A group of psychologists are launching a project this week that they hope will make studies in their field radically more transparent and prompt other fields to open up as well. With a pledge of $5.25 million from private supporters, they have set up an outfit called the Center for Open Science. It is collaborating with an established journal, Perspectives on Psychological Science, to solicit work from authors who are willing to work completely in the open and have their studies replicated. Authors will be asked to first publish an experimental design and then, after a public vetting, collect data. Findings come in a separate publication. Authors would get credit for all steps in this process: experimental designs, peer review, delivering results, and replicating them.
In an ideal world, all research would be as transparent as this, argues Brian Nosek, a psychologist at the University of Virginia in Charlottesville. The new venture is the brainchild of Nosek and his graduate student Jeffrey Spies. They say it grew naturally out of a quest by Nosek and others to test how much of psychological science is reproducible.
But the center's plans go far beyond psychology and replicability. For example, it will promote a publishing model that involves peer review at the earliest stage of research, and the critique of experimental designs would be transparent rather than anonymous. Perspectives is adding a special section to test the model.
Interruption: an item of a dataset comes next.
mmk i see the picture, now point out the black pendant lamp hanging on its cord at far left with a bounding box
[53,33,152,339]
Science Insider spoke with Nosek about the Center for Open Science and its goals. The conversation has been edited for brevity.
Q: What about the worry that all scientists have of getting scooped?
B.N.: There are two answers to this. The first is that registering a study actually prevents one from getting scooped because precedence is established by date that the project is made public. This same worry was voiced for manuscript sharing in physics when arXiv.org was emerging, and it faded when people realized that precedence is established as soon as research is put out into the open, not by when it is ultimately published.
For the worrywart, the second answer is that it is possible to register the study privately. Registration and making public are distinct behaviors. So, the researcher can register the study privately and only minimal details are publicly viewable to note that a registration has occurred. This preserves privacy until the researcher is confident that they cannot be scooped.
Q: How much money do you need to really make this work?
B.N.: So far we have $5.25 million committed with a grant from the Laura and John Arnold Foundation. Three additional funders have approached us in the last 6 months and all asked us to submit a proposal. We believe that these have a high likelihood of success. (I have never experienced anything like this!)
For the current projects supported by the center, we aim for a budget of $15 million for the first 5 years. We have other projects in conception phases that would require additional resources, and are speaking with funders about these possibilities already.
Q: What are your top three goals?
B.N.: One: Open the entire research workflow. For example, in addition to the Open Science Framework, we plan to facilitate open access and downward pressure of publishing fees by creating open source software for journal administration.
Two: Diversify means of reputation building. Currently, the primary means of reputation building is authorship on journal articles. This creates a very specific expectation of what makes a good scientist. Opening the workflow creates opportunities to get similar credit for other activities. For example, any component of the research process can be a citable node in the framework. Data is citable, methods are citable, analytic tools and software are citable. And, once the commenting engine is added, it will enable open and continuous review. Instead of a private peer review system that offers no reward for reviewers, an open system provides a means of crediting those that contribute to science by critiquing it.
Three: Coordinate journals, societies, and universities to improve scientific practices and create more sensible and sustainable funding models for scientific communication. For example, we are creating models and infrastructure to support registered replication studies—like the one cited in the Association for Psychological Science's press release. This is a model test that we will make widely available.